Mehr Wohnkomfort im Gründerzeitbau: Energetische Fassadensanierung
Das Wohnen im Altbau hat seinen besonderen Reiz. Die Gründerzeitgebäude überzeugen mit hohen Wänden, kunstvoll gestalteten Decken und einem klassizistischen Flair. Doch oftmals sehen sich die Bewohner von Altbauten auch mit einem ungenügenden Sanierungsstand konfrontiert. Sie haben mit einer veralteten Außendämmung und schlecht isolierten Fenstern zu kämpfen, müssen sich mit einer heruntergekommenen Fassade abfinden und sind von einem ineffizienten Energieversorgungssystem abhängig. Was viele Altbaubesitzer nicht wissen ist, dass sich der Altbau in wenigen Schritten mit der Unterstützung eines Profis zum modernen Wohngebäude sanieren lässt. Das Gute dabei: im Rahmen der Energieeinsparverordnung werden solche Vorhaben durch zahlreiche Förderungsprogramme finanziell unterstützt.

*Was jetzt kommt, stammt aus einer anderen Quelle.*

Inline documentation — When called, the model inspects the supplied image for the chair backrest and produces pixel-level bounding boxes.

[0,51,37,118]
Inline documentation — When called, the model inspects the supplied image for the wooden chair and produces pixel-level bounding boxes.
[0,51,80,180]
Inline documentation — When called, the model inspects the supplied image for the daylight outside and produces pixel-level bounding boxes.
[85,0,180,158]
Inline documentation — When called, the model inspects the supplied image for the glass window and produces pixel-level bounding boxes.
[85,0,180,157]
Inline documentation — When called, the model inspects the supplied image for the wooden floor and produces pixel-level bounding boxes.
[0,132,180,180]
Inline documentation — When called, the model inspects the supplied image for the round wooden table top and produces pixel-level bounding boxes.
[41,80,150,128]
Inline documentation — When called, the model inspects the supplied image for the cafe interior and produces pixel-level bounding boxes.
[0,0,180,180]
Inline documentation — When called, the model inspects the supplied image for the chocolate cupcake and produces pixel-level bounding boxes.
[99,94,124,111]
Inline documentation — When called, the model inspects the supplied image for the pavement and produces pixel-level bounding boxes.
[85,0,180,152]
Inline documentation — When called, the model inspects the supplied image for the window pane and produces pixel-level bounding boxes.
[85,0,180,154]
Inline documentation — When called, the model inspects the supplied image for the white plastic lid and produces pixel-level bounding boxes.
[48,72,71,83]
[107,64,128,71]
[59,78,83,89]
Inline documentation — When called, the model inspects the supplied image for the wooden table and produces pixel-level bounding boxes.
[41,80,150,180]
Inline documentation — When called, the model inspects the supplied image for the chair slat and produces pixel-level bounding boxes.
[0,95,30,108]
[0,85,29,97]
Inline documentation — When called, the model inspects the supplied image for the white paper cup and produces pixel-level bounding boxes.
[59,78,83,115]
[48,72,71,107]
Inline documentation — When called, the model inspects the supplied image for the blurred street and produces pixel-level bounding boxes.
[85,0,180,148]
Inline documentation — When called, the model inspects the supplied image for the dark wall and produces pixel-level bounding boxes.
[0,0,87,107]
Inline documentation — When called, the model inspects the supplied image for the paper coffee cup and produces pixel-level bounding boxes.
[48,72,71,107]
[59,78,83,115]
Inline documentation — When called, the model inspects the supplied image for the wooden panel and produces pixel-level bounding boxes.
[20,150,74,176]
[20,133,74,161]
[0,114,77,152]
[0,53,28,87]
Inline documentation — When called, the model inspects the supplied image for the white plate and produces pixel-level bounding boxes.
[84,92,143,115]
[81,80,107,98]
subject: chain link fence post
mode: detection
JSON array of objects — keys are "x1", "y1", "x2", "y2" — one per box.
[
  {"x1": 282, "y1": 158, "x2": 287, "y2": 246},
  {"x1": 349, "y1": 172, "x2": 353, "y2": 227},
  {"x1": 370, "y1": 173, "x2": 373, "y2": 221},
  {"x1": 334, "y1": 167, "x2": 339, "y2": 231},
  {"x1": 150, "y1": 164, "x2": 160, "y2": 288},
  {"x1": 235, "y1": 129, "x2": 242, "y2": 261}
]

Das energiesanierte Haus mit alternativen Energien betreiben
Hauptsächlich betrifft eine Altbausanierung die Fassade eines Gebäudes. Hier muss zumeist die Dämmung modernisiert werden. Soll gleichzeitig auch die Fassadengestaltung renoviert werden, so bieten sich dem Hausbesitzer unterschiedliche Möglichkeiten. Denkmalgeschützte Gebäude, die hohen Auflagen unterliegen und deshalb wenig Raum für bauliche Veränderungen bieten, werden zumeist mit sogenanntem Wärmeputz nachträglich gedämmt. Dieser kann sowohl im Innen- als auch im Außenbereich eingesetzt werden. Der Putz, dem Perlite und teils auch Styropor beigemischt werden, dient so nicht nur als effizienter Dämmstoff, sondern auch als Gestaltungsmittel, das nach Belieben farblich und strukturell angepasst werden kann. Altbauten, die nicht unter Denkmalschutz stehen, werden im Regelfall mit modernen Wärmedämmverbundsystemen gedämmt. Unter der Fassade wird hierbei ein Dämmsystem angebracht, das aus effizienten Dämmplatten besteht, die mit einer speziellen Dübeltechnik auf dem Mauerwerk befestigt werden. Diese Systeme sind besonders effizient, weil der Einbau mit einer Technik vollzogen wird, die nachhaltig Wärmebrücken verhindert. Werden WDVS verbaut, so besteht allerdings die Gefahr, dass sich der Dübelkopf später unter der auf der Außendämmung angebrachten Fassade abzeichnet – deshalb ist die Wahl des richtigen Dübels entscheidend. Werden speziell für die Montage von Dämmsystemen gefertigte Tellerdübel verwendet, steht einer schönen der Optik des Altbaus angepassten Stuck- oder Putzfassade nichts mehr im Wege.